Ereğli Havzası’ndaki birimler Şekil 3.1 ve 3.2’de görüldüğü gibi geç Permiyen-Holosen zaman aralığında çökelmiş sedimanter, volkanik ve ofiyolitik kayaçlardan oluşmaktadır. İnceleme alanında en altta Bolkar Grubu’na ait geç Permiyen yaşlı Dedeköy ve Gerdekeşyayla formasyonları (alt-orta Triyas) bulunmaktadır. Dedeköy formasyonu; dolomitik kireçtaşı ve mermerlerden oluşur ve taban dokunağı inceleme alanında gözlenmez. Dedeköy formasyonu üzerine uyumlu dokunaklı fillit, dolomitik kireçtaşı ile kalk şist ardalanmasından oluşan ve kireçtaşı oluşumlarını kapsayan Gerdekeşyayla formasyonu gelmektedir. Havzada Bolkardağı Birliği'ne ait Jura-Kretase yaşlı orta-kalın katmanlı kireçtaşı, dolomitik kireçtaşları ile temsil edilen Berendi formasyonu ve geç Kretase yaşlı Alihoca Ofiyoliti olarak adlandırılan ofiyolitik melanj bulunmaktadır.

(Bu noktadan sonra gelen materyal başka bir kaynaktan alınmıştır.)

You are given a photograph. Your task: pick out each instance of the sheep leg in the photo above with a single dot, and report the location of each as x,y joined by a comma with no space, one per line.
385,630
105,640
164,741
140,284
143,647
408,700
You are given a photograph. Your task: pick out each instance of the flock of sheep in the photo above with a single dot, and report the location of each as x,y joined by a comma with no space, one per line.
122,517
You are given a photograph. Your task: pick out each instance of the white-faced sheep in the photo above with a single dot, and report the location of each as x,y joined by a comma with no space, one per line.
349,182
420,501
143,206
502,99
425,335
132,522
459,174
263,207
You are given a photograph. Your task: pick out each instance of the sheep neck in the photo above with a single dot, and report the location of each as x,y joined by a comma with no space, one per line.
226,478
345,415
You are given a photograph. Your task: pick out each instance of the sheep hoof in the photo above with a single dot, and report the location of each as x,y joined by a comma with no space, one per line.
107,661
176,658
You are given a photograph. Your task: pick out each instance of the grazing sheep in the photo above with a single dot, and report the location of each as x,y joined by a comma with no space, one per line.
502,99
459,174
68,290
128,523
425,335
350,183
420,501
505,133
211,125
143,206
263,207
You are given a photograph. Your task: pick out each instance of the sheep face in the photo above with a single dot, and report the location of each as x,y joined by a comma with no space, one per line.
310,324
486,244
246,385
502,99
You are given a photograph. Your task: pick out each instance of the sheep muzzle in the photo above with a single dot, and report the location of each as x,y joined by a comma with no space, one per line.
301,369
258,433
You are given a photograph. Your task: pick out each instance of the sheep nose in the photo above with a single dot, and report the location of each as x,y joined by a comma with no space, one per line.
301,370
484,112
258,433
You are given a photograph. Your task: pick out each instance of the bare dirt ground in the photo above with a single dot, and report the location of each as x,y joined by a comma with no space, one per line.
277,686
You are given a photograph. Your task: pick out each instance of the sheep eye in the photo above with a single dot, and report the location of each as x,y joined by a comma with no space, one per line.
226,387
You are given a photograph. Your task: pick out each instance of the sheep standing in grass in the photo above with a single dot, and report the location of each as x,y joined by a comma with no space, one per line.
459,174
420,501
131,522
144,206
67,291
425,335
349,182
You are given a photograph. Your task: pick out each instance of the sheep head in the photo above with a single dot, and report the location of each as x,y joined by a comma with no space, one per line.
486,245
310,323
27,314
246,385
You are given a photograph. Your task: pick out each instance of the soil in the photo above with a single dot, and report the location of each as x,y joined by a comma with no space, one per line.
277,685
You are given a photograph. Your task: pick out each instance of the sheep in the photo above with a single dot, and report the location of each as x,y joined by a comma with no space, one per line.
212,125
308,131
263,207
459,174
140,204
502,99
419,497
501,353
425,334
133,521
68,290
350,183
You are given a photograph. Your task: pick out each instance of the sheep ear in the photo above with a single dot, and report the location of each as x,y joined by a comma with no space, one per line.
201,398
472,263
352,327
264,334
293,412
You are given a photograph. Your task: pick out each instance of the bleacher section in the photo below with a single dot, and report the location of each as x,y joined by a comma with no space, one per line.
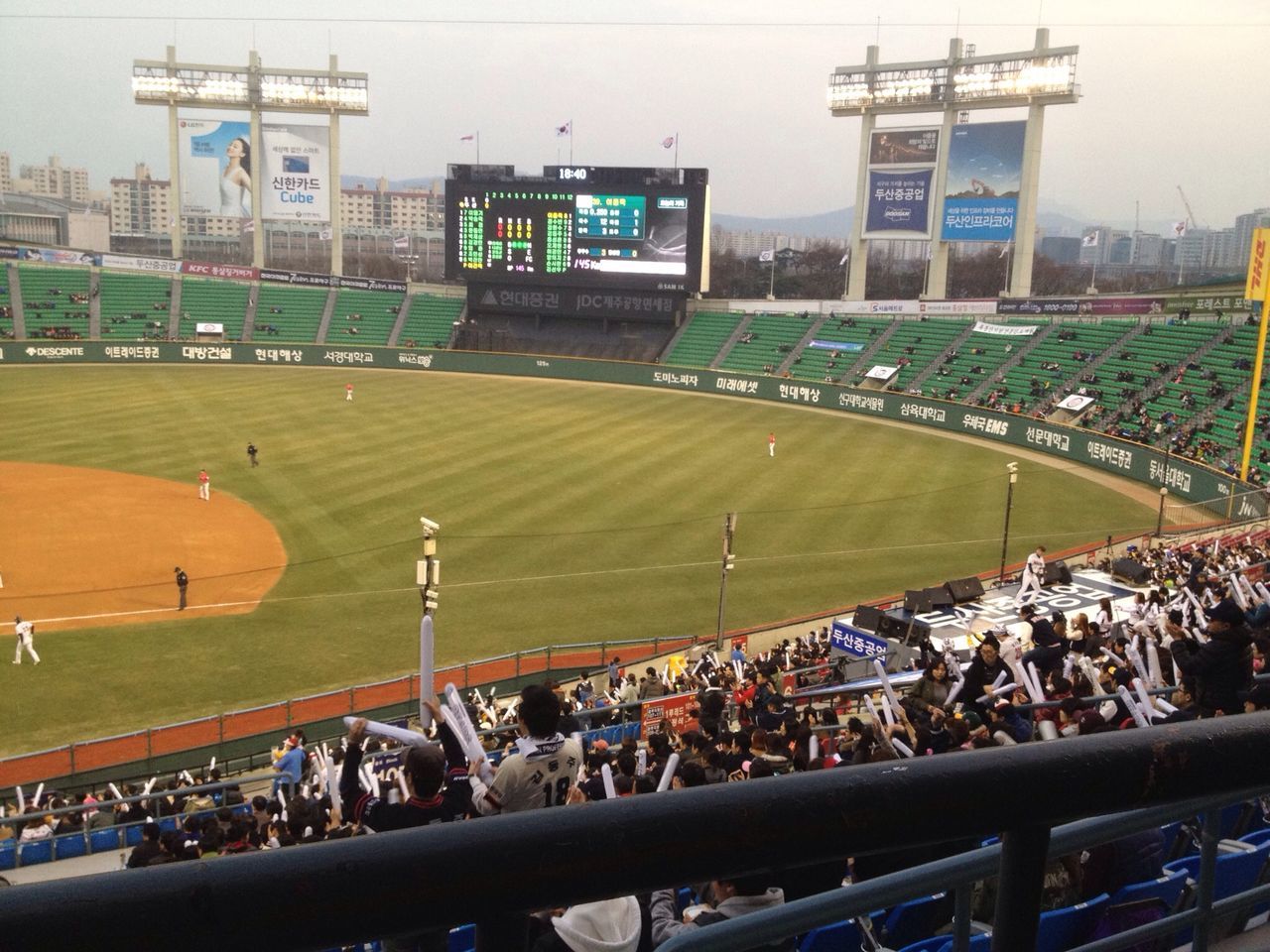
135,306
976,358
5,304
289,313
206,301
705,334
1053,361
363,316
815,363
913,347
431,321
769,339
46,298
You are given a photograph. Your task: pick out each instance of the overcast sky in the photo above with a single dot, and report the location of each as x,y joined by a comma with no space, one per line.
1171,89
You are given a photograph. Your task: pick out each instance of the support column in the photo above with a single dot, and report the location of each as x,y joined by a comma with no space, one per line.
176,222
857,248
938,272
1019,889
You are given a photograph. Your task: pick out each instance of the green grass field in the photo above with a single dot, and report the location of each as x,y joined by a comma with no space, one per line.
570,513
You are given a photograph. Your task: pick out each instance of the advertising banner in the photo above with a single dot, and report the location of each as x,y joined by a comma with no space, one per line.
676,708
1006,330
207,270
58,255
1259,266
835,345
919,145
881,372
216,168
951,307
158,266
295,172
984,176
899,202
848,640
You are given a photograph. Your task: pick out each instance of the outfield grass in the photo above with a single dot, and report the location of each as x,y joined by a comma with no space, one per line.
570,513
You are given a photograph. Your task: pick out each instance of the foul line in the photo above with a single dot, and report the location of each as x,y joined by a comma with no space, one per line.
553,578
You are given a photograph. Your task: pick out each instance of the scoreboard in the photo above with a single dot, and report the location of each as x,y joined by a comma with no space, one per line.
579,226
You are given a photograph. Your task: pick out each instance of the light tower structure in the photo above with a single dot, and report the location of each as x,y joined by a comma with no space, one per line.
1032,79
254,89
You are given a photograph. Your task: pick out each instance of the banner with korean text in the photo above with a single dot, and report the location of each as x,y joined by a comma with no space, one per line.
295,172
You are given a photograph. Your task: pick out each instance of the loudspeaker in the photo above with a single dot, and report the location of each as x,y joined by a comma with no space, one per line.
964,589
1130,570
1057,572
866,617
897,629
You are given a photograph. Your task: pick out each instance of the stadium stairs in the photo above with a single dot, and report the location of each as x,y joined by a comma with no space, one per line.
1015,359
326,311
175,311
94,303
730,341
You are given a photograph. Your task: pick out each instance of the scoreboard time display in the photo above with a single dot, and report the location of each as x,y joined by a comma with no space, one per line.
581,226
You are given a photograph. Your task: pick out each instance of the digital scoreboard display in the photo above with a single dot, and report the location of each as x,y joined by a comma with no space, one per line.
578,226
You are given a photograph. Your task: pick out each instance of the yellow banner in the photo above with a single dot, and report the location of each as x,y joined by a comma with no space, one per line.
1259,266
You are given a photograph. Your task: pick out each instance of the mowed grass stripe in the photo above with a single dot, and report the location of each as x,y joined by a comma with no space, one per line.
529,479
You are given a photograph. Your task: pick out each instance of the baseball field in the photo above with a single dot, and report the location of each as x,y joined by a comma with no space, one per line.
570,513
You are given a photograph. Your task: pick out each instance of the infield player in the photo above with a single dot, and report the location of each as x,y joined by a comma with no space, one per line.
1034,574
26,633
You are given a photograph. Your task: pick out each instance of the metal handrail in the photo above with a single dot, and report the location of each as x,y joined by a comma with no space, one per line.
390,884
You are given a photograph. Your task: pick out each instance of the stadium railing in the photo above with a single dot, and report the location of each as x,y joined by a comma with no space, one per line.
404,881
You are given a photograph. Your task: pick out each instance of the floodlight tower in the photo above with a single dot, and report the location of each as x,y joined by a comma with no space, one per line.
1035,77
254,89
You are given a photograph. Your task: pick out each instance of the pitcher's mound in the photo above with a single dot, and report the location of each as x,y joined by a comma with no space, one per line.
85,547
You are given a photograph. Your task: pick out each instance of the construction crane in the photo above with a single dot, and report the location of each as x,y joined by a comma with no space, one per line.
1191,214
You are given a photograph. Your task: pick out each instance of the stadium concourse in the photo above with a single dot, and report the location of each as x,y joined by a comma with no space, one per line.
1092,653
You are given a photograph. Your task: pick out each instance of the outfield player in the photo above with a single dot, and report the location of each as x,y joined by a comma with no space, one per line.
1034,574
26,633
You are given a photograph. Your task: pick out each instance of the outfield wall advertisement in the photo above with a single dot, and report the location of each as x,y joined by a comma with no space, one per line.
1130,460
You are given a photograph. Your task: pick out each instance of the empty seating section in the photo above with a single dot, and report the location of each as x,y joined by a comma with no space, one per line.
705,334
5,306
289,313
55,301
1152,356
430,321
765,344
1061,357
858,333
976,358
913,347
363,316
203,301
135,304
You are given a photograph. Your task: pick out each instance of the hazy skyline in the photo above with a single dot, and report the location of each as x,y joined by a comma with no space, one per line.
743,84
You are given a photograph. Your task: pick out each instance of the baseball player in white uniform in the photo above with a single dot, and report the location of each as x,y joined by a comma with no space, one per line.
1034,574
26,640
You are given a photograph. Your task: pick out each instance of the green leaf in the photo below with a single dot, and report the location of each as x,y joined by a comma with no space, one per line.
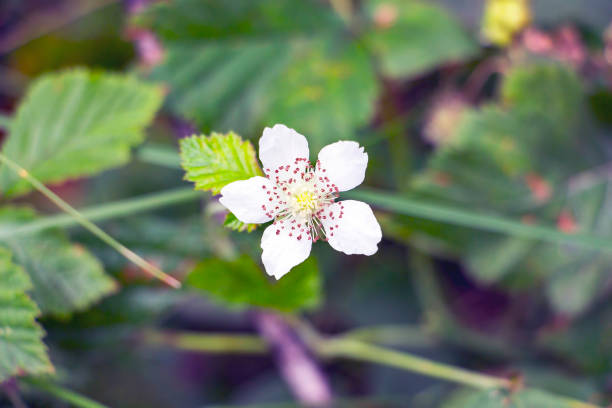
410,37
214,161
327,93
65,276
22,351
191,20
222,86
515,159
241,282
548,90
235,224
77,123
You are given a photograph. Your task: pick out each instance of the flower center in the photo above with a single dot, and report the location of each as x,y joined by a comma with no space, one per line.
305,202
299,199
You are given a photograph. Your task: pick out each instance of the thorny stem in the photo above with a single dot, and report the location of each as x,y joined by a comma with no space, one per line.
63,394
343,346
93,228
105,211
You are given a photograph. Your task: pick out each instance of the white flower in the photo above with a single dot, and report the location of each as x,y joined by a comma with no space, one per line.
301,198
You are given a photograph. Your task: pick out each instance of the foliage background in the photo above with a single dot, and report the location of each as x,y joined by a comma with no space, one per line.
519,128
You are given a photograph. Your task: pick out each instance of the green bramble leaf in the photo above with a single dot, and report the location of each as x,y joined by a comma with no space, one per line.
214,161
22,351
76,123
410,37
242,283
235,224
312,95
516,159
65,277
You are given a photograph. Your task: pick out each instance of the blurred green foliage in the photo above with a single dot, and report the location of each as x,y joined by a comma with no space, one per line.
519,130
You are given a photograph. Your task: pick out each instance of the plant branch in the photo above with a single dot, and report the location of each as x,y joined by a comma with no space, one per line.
358,350
106,211
342,346
457,216
63,394
209,343
93,228
402,204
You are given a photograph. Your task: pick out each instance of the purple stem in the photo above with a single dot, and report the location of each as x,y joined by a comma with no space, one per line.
297,366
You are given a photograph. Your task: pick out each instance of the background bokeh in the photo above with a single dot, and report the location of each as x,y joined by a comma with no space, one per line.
500,108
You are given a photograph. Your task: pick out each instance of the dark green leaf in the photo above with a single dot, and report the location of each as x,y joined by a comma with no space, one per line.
327,93
65,276
411,36
242,282
22,351
77,123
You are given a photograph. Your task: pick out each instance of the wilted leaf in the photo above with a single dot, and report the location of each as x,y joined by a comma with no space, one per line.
242,282
22,351
76,123
65,277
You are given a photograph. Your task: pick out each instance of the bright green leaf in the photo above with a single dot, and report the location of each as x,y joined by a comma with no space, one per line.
22,351
235,224
65,277
410,37
214,161
223,58
77,123
242,282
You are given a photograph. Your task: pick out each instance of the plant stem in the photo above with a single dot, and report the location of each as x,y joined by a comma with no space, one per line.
63,394
401,204
392,335
343,346
334,347
210,343
93,228
106,211
470,219
357,350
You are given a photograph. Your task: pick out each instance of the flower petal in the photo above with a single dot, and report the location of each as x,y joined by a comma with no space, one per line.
249,200
344,163
280,146
282,250
352,228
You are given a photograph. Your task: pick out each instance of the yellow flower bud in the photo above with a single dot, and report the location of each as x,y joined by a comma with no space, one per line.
503,19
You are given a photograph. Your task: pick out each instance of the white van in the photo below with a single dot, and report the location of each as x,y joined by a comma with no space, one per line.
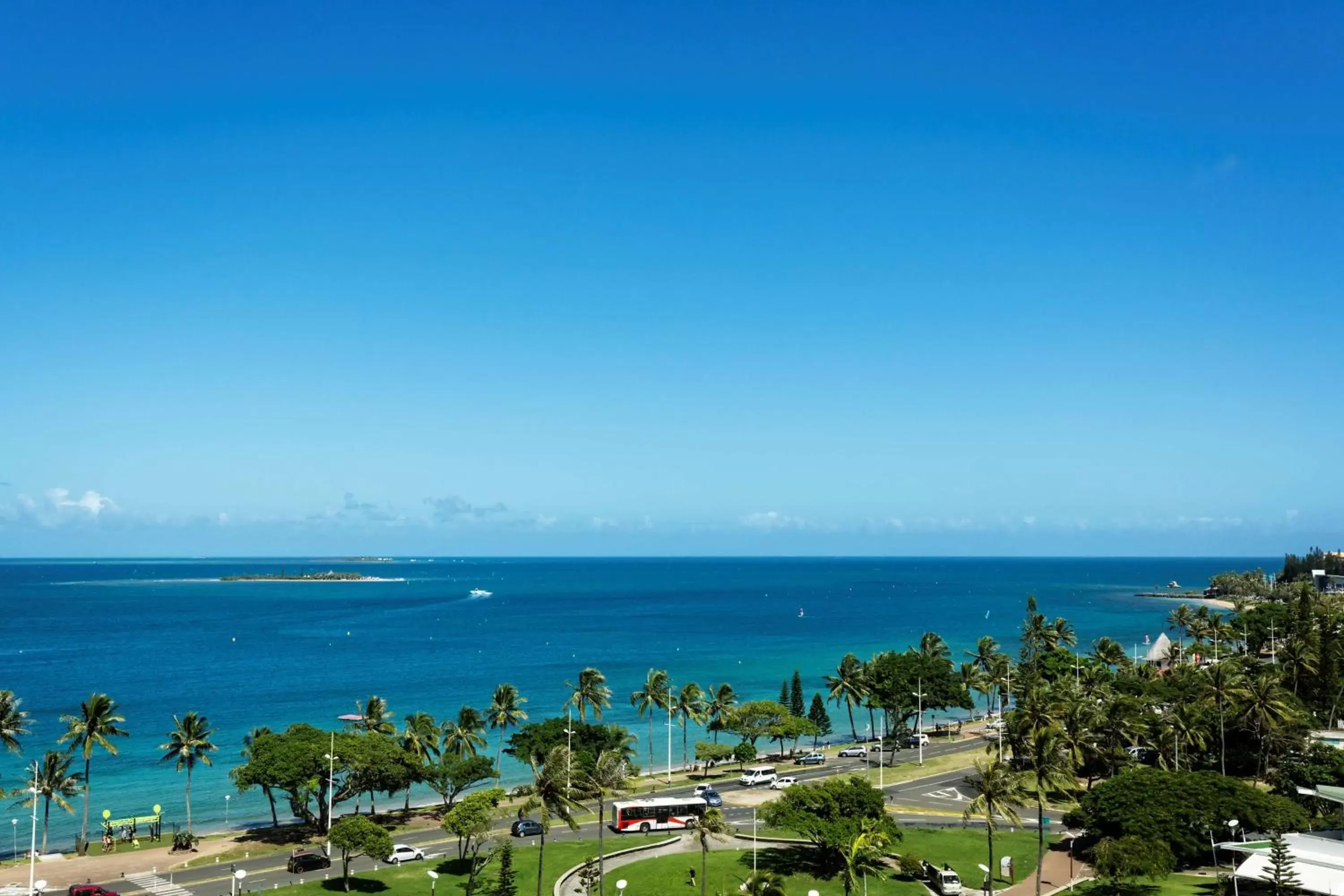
757,775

Ofiyolitik yerleşiminden hemen sonra erken Paleosen yaşlı kireçtaşı-kumtaşı-marn ardalanmasından oluşan Güneydağı formasyonu uyumsuz olarak gelerek havzanın derin kesimlerinde depolanmıştır. Bolkar Grubu üzerine uyumsuz olarak yer alan konglomera ve kumtaşıyla başlayan, kumlu kireçtaşı ve killi kireçtaşı ara tabakaları kapsayan kumtaşı-şeyl birimlerinden oluşan Halkapınar formasyonu (üst Paleosen-orta Eosen) gelmektedir. Halkapınar formasyonu içinde andezit, bazalt ve diyabaz daykları ile bunlara ait bloklar da yer almaktadır. Halkapınar formasyonu üzerine Hasangazi ve Aktoprak (Oligosen) formasyonları uyumsuz olarak gelmektedir. Ayrıca Orta Anadolu Volkanik Provensi’ne (OAVP) ait Karacadağ ve Karapınar Volkaniti’de (Pliyosen-Pleyistosen) arazide görülmektedir. Tüm bu birimler üzerinde bulunan (Kuvaterner) yaşlı akarsu çökelleri, yamaç molozları ve alüvyonlardan oluşan genç oluşuklar açılı uyumsuz olarak yer almaktadır. Bu birimler litostratigrafik özelliklerine göre yaşlıdan gence doğru aşağıda sırasıyla verilmiştir. Çalışmada, MTA Genel Müdürlüğü tarafından hazırlanan 1/25.000 ölçekli jeolojik haritalar ve (Oskay vd. 2016) revize edilerek inceleme alanının yeni jeolojik haritası hazırlanmış olup, arazi gezilerinde de formasyon sınırları denetlenmiştir (Şekil 3.1).

(36)

21

(37)

22

Buna göre arazide yapılan teknik geziler esnasında tespit edilen ve gözlenen tüm birimler ve özellikleri aşağıda detaylı bir şekilde verilmiştir.

3.1.1. Dedeköy formasyonu

Permiyen yaşlı rekristalize kireçtaşı, dolomitik kireçtaşı ve mermerlerden oluşan birim ilk kez (Demirtaşlı vd. 1967) tarafından Dedeköy formasyonu adında tanımlanmış ve bu çalışmada da aynı ad kullanılmıştır. Birim genel olarak gri ve siyah ince-orta kalınlıkta tabakalanmalı rekristalize kireçtaşı ve mermerlerden oluşmaktadır. Mermerler bünyelerinde (% 10-15) oranında killi-bitümlü malzeme ile klorit ve kuvars içerirler. Ayrıca kireçtaşı düzeylerinin de gözlendiği alanda mikroskobik gözlemlere göre ince kalsit kristallerinin arasında saçılmış durumda iri dolomit romboderleri gözlenmektedir. Çekme gerilmeleri sonucu bol çatlaklı bir yapı kazanan birimdeki çatlaklar kalsit ile doldurulmuştur. Her iki kanadı da Gerdekeşyayla formasyonu tarafından örtülmüş bir

antiklinal oluşturan Dedeköy formasyonunun tabanı inceleme alanında

gözlenememektedir (Şişman ve Şenocak 1981).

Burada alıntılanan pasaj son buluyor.